4.       The Merger shall be effective at 12:01 a.m. on the date of filing of
         this Certificate of Merger with the Secretary of State of the State of
         Delaware.

5.       The executed Merger Agreement is on file at the principal place of
         business of the Surviving Corporation, the address of which is Wall
         Street Plaza, 88 Pine Street, New York, New York 10005.

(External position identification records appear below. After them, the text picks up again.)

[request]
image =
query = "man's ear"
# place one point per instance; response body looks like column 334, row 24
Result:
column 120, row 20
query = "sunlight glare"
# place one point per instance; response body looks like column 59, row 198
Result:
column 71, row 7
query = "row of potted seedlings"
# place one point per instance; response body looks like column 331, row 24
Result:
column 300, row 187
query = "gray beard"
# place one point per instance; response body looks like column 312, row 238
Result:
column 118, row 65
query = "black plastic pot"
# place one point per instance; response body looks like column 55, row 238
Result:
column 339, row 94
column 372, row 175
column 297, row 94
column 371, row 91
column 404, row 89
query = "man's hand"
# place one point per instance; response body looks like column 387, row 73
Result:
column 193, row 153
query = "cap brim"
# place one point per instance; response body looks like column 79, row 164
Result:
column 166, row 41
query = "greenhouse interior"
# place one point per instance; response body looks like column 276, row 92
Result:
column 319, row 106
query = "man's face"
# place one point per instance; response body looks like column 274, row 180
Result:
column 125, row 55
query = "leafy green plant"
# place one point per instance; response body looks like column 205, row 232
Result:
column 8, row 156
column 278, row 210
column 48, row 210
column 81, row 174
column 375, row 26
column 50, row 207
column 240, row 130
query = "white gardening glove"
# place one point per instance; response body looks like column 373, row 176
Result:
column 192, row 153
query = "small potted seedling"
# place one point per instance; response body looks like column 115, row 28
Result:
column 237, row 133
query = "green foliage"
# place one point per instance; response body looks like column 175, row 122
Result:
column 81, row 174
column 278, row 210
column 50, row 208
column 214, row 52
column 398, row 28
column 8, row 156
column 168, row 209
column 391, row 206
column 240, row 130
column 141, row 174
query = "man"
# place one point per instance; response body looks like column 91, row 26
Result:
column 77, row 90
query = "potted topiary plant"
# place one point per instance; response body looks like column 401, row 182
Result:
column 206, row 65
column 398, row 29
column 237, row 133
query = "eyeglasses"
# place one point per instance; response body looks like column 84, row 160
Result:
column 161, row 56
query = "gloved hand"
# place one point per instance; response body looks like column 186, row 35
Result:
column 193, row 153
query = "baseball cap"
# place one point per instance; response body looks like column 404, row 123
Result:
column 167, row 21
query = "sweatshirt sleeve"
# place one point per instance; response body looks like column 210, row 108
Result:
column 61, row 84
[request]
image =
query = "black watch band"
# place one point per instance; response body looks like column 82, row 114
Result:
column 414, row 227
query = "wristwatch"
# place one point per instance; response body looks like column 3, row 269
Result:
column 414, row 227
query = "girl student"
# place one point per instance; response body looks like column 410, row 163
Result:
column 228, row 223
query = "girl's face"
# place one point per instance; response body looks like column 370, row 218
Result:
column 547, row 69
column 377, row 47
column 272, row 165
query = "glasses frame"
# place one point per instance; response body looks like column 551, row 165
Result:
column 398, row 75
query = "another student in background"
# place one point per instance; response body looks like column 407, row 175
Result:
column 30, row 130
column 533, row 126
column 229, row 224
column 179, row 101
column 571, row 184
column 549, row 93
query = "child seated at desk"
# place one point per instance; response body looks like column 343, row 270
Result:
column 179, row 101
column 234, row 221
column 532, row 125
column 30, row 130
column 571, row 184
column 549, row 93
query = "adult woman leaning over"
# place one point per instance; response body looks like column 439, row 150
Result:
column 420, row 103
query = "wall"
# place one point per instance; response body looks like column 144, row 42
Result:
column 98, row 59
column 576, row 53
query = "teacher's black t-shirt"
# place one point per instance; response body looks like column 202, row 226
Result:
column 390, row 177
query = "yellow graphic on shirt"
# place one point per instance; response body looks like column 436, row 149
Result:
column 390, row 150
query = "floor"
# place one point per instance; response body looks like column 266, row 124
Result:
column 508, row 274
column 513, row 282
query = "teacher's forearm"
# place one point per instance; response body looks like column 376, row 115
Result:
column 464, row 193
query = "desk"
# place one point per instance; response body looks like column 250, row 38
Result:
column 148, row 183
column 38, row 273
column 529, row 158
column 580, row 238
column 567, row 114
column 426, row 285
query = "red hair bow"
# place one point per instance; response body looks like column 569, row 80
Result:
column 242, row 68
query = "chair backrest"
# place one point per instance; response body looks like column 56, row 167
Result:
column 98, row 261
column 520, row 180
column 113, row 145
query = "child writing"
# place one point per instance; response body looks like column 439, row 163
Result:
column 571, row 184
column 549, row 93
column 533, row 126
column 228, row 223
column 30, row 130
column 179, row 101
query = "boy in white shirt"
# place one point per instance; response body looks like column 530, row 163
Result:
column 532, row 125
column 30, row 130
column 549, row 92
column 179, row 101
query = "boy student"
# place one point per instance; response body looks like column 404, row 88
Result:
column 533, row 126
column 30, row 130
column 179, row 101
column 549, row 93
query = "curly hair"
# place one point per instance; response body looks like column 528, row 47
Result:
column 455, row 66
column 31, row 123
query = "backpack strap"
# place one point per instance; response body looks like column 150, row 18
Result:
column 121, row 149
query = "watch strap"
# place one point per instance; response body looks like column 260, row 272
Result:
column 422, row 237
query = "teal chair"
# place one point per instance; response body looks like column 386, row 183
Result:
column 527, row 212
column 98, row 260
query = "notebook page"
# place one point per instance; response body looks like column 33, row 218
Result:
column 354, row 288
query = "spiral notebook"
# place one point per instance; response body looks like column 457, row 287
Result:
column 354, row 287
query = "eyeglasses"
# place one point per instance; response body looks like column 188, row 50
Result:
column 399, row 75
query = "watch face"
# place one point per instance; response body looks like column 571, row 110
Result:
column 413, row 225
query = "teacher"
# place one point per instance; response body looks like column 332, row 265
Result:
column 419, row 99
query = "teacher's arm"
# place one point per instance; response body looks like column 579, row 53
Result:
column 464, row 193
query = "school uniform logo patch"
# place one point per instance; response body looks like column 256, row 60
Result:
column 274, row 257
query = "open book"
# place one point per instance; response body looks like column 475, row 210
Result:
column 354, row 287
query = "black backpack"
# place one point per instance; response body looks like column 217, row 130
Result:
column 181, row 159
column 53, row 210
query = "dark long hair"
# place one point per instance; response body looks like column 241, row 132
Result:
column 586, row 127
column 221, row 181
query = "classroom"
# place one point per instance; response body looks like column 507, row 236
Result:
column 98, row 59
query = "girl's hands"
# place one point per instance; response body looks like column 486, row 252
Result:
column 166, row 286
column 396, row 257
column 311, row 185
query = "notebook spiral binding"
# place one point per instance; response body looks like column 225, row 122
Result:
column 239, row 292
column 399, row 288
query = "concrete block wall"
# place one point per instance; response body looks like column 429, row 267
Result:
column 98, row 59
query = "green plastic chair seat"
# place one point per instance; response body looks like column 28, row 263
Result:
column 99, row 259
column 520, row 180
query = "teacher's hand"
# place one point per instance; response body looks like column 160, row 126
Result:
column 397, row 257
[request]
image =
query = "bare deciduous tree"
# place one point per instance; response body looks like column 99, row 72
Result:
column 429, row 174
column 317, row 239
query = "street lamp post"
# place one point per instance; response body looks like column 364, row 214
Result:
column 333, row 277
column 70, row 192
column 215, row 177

6.       A copy of the Merger Agreement will be furnished by the Surviving
         Corporation, on request and without cost, to any shareholder of IPC or
         of Merger Sub.


Dated:   May 20, 1999.


                                       IPC INFORMATION SYSTEMS, INC.



                                       By:
                                          --------------------------------------
                                          Name:  Gerald E. Starr
                                          Title: President, Chief Executive
                                                 Officer and Assistant Secretary

                                                                    Exhibit 99.1




FOR IMMEDIATE RELEASE

                          IPC INFORMATION SYSTEMS, INC.
                    COMPLETES HOLDING COMPANY REORGANIZATION

         NEW YORK, May 21, 1999 -- IPC Information Systems, Inc. (Amex: IPI)
(the "Company" or "IPC") announced today that, effective today, it reorganized
into a holding company form of organizational structure. As a result of the
reorganization, a new parent company, IPC Communications, Inc., a Delaware
corporation ("Communications"), owns 100 percent of IPC, the previous
publicly-held company. Stockholders of IPC have automatically become
stockholders of Communications.

         The new holding company organizational structure will allow
Communications to manage its entire organization more effectively and broadens
the alternatives for future financing.

         The reorganization was structured in a manner under Delaware law that
did not require action by the Company's stockholders, whose rights, privileges
and interests will remain the same with respect to Communications. Existing
certificates representing shares of the Company's common stock serve as evidence
of ownership of the same number of shares of common stock of Communications; an
exchange of certificates is not required. The change to the holding company
structure was tax free to the Company's stockholders. The by-laws, executive
officers and board of directors of Communications are the same as those of the
Company. Communications' common stock will trade on the American Stock Exchange
under the ticker symbol, "IPI."

         IPC Information Systems, Inc. (Amex: IPI) is a world leader in the
delivery of integrated multimedia communications solutions to the financial
trading industry. IPC serves customers in more than 35 countries. Its patented
digital TRADENET MX(R) turret is the most widely installed voice trading system
in the world. With its subsidiary, IXnet, IPC has created the first global
virtual private network, connecting trading companies with customers and
counterparts around the world. In addition, IPC installs and maintains
communications cable infrastructure, video and call logging systems,
communication integration services, and complete customer care programs.

         This press release may include information presented which contains
forward-looking information, including statements regarding the strategic
direction of the Company. These comments constitute forward looking statements
(within the meaning of the Private Securities Litigation Reform Act of 1995),
which involve significant risks and uncertainties. Actual results may differ
materially from the information discussed in these forward looking statements.
Among the factors that could cause actual results, performance or achievement to
differ materially from those described or implied in the forward-looking
statements are general economic conditions, competition, potential technology
changes, changes in or the lack of anticipated changes in the regulatory
environment in various countries, the ability to secure partnership or
joint-venture relationships with other entities, the ability to raise additional
capital to finance expansion, and the risks inherent in new product and service
introductions and the entry into new geographic markets.